Strategi peningkatan kualitas didefinisikan sebagai "intervensi yang bertujuan untuk
mengurangi kesenjangan kualitas mengembangkan taksonomi dari strategi perbaikan kualitas
yang menyimpulkan bahwa pilihan strategi peningkatan kualitas dan metodologi tergantung
pada sifat dari proyek peningkatan kualitas.
Dalam rangka membangun sistem manajemen mutu berdasarkan Standar ISO 9001:2000,
persyaratan yang harus dipenuhi adalah sebagai berikut:
 Menetapkan kebijakan mutu dan tujuan kualitas untuk mendukung kebijakan mutu;
 Menggunakan 'proses pendekatan manajemen', yang berarti mengelola program pelatihan
SDM sebagai serangkaian proses yang saling terkait;
 Mendokumentasikan sistem manajemen mutu dalam kualitas kebijakan, manual mutu,
prosedur, instruksi kerja dan catatan;
 Menentukan tanggung jawab manajemen;
 Memenuhi syarat sumber pengajaran (sumber daya manusia, infrastruktur dan lingkungan
kerja);
 Merencanakan proses realisasi produk dan kontrol mereka dan
 Mengukur, menganalisa dan memperbaiki jalan berfungsi

Selanjutnya, proses yang diidentifikasi adalah berkumpul sesuai dengan siklus Deming dan
adaptasi dengan ISO 9001:2000 standar (Gambar 1a dan b). Deming siklus adalah model
untuk perbaikan terus-menerus kualitas. Terdiri dari urutan logis dari empat langkah
berulang-ulang untuk berkesinambungan perbaikan dan pembelajaran: "Plan-do-check-
tindakan ' (PDCA) (Walton 1990; ISO 2000a; ISO 200 &). 'rencana' fase adalah fase
pembuatan strategi dan rencana, yang 'melakukan' fasa adalah satu di mana strategi dan
rencana dilaksanakan; fase 'check' adalah salah satu saat yang efektivitas proses dan kegiatan
dipantau dan dievaluasi; fase 'tindakan' adalah salah satu saat dimana tindakan untuk
meningkatkan sistem diidentifikasi dan direncanakan, berdasarkan Hasil dari fase 'check'.
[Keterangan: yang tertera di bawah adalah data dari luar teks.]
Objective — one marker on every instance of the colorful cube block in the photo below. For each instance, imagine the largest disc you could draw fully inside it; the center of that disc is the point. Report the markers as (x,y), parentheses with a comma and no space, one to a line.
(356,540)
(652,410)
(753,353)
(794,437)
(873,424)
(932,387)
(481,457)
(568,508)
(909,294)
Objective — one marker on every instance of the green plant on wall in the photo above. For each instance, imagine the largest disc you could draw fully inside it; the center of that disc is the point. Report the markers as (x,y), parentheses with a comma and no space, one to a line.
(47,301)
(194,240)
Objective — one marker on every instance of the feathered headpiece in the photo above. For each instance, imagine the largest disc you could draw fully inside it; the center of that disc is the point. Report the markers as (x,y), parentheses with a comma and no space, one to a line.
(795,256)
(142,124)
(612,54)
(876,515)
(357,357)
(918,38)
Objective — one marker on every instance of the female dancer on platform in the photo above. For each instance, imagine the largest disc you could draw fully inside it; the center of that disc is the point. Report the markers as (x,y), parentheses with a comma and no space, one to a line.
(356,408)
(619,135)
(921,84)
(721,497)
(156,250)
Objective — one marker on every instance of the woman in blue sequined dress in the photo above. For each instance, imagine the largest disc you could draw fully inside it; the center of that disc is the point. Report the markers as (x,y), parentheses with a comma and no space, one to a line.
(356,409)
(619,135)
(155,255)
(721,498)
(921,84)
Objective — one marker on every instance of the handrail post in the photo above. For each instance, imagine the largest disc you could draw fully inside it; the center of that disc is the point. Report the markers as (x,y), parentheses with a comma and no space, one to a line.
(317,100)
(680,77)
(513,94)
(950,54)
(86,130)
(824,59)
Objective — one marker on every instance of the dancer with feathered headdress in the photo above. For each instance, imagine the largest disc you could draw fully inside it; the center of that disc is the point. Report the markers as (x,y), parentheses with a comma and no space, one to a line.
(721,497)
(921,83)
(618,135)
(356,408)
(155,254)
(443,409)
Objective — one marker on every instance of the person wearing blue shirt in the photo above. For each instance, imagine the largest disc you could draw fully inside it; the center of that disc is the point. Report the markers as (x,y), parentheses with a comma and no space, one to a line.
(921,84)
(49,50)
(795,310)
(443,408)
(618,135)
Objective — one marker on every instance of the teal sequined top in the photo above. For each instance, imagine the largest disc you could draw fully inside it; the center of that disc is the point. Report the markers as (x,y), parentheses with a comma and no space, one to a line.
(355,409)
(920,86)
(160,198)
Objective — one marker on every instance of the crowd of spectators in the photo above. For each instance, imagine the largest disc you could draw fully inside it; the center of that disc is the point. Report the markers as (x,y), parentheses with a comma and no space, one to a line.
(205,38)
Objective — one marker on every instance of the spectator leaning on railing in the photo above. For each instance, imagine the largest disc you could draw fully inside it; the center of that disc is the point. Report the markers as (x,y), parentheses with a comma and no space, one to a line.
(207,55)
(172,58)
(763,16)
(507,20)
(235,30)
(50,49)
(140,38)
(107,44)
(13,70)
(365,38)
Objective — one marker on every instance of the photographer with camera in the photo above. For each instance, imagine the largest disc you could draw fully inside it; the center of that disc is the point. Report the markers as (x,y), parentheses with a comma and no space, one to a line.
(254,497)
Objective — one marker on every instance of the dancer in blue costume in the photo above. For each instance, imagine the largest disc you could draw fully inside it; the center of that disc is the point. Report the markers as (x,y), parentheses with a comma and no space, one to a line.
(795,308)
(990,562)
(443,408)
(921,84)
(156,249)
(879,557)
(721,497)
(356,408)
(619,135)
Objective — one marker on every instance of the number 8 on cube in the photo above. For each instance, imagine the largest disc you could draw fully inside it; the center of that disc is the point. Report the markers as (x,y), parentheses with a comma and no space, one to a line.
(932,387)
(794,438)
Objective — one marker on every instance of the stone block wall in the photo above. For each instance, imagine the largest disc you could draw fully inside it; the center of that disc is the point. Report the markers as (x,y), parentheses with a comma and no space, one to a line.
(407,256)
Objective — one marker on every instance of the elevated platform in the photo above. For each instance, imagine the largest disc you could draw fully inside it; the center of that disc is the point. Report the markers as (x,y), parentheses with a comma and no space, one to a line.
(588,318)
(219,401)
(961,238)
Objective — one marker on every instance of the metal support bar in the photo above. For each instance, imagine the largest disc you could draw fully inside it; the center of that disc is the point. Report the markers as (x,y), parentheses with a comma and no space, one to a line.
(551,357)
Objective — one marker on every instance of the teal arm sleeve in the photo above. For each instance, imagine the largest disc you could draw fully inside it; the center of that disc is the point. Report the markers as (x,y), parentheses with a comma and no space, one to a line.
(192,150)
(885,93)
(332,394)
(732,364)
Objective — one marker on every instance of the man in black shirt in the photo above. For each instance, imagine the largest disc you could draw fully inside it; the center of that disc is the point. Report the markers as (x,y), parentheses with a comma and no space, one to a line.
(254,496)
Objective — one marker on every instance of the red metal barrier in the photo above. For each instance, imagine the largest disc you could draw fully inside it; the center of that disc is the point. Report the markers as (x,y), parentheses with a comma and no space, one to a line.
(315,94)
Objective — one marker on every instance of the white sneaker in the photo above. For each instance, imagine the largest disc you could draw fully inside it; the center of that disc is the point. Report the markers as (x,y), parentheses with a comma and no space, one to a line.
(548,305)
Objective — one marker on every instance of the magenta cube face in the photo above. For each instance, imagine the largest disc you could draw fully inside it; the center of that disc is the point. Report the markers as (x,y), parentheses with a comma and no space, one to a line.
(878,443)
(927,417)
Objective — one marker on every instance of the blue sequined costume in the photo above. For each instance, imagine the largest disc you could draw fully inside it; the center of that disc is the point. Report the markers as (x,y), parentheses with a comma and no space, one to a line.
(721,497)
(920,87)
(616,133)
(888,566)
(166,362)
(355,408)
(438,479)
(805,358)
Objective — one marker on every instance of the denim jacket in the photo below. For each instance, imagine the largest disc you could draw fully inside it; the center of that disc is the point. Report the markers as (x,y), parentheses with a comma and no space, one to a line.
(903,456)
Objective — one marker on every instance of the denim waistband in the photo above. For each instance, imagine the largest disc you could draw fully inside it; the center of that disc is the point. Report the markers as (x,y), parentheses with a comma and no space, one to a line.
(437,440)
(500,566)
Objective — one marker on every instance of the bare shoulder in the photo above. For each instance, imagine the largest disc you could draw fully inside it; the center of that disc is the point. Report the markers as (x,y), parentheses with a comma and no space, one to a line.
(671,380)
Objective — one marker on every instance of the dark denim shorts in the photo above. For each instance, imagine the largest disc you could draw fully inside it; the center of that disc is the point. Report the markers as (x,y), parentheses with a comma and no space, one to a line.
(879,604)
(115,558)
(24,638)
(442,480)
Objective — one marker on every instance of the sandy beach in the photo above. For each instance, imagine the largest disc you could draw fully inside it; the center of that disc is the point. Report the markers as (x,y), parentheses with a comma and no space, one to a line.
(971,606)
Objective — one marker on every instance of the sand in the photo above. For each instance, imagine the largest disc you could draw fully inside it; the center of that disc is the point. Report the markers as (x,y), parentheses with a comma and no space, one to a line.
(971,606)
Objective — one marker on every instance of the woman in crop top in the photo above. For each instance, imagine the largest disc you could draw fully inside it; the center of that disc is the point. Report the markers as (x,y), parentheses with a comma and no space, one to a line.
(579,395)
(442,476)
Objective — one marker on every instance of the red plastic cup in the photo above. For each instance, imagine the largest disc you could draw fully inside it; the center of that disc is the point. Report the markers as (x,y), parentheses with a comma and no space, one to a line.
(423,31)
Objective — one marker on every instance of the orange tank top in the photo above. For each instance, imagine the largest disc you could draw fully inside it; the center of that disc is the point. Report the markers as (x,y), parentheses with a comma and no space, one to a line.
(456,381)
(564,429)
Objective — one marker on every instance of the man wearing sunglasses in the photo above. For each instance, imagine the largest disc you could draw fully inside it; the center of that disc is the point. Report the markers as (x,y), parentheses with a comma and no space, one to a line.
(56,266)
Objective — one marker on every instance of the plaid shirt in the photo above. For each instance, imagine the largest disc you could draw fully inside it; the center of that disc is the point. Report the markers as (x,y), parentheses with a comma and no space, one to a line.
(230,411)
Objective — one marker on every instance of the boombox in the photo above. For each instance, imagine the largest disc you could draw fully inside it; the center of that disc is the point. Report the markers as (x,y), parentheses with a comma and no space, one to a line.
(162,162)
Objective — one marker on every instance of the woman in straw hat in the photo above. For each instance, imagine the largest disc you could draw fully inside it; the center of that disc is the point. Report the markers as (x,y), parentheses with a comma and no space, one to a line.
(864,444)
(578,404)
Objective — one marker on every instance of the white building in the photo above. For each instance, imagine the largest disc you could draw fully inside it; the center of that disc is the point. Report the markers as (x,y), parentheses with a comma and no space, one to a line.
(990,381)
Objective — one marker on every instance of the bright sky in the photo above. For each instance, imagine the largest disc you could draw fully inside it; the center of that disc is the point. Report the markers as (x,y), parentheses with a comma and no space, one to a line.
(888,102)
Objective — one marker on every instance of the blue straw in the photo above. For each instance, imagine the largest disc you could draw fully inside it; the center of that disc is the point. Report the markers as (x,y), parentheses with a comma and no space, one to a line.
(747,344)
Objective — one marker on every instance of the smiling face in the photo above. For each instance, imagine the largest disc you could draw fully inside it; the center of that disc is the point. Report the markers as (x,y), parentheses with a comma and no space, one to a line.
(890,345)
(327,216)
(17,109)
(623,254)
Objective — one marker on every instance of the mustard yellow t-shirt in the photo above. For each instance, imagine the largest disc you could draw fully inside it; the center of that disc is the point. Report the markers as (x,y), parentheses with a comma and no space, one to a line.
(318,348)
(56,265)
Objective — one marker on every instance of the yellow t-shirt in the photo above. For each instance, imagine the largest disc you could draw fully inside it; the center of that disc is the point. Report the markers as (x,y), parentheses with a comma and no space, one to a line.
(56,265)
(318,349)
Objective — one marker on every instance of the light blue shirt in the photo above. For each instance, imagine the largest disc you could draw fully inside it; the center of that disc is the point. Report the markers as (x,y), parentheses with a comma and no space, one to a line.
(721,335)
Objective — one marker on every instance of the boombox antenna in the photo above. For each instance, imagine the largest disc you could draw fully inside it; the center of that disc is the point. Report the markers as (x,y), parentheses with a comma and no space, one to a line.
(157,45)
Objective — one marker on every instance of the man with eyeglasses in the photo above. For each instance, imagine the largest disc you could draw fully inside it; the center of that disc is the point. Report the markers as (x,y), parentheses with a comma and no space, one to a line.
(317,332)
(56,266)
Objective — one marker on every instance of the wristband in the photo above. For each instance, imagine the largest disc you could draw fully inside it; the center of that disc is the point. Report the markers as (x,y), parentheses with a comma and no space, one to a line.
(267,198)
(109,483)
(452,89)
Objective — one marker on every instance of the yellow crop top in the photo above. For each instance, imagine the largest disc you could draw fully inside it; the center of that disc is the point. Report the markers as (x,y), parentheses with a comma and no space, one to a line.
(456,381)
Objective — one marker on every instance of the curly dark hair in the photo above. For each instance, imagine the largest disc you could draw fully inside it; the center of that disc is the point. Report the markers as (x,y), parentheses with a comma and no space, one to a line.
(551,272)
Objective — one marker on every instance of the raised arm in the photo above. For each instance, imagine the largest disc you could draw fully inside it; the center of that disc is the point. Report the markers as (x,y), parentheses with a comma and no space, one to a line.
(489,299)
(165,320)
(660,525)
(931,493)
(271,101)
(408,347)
Gambar 1 (a) The Deming Cycle (PDCA). (b) The adaptatation of Deming Cycle to the ISO 9001: 2000
Standard for Continuous quality improvement.
DAFTAR PUSTAKA

Brown,L.D. 1992. Quality Assurance cof health care in Developing countries,quality assurance
project,center for human service. Bethesda, Maryland.

Muninjaya, A.A.G. 2004. manejemen kesehatan. Jakarta ; EGC


Pohan, I.S. 2007. jaminan mutu layanan kesehatan; dasar-dasar pengertian dan penerapan.
Jakarta EGC.
Sulastomo. 2000. manajemen kesehatan. Jakarta; Gramedia
Tjiptono . 1997. total quality service. Jogjakarta; Andi Offset.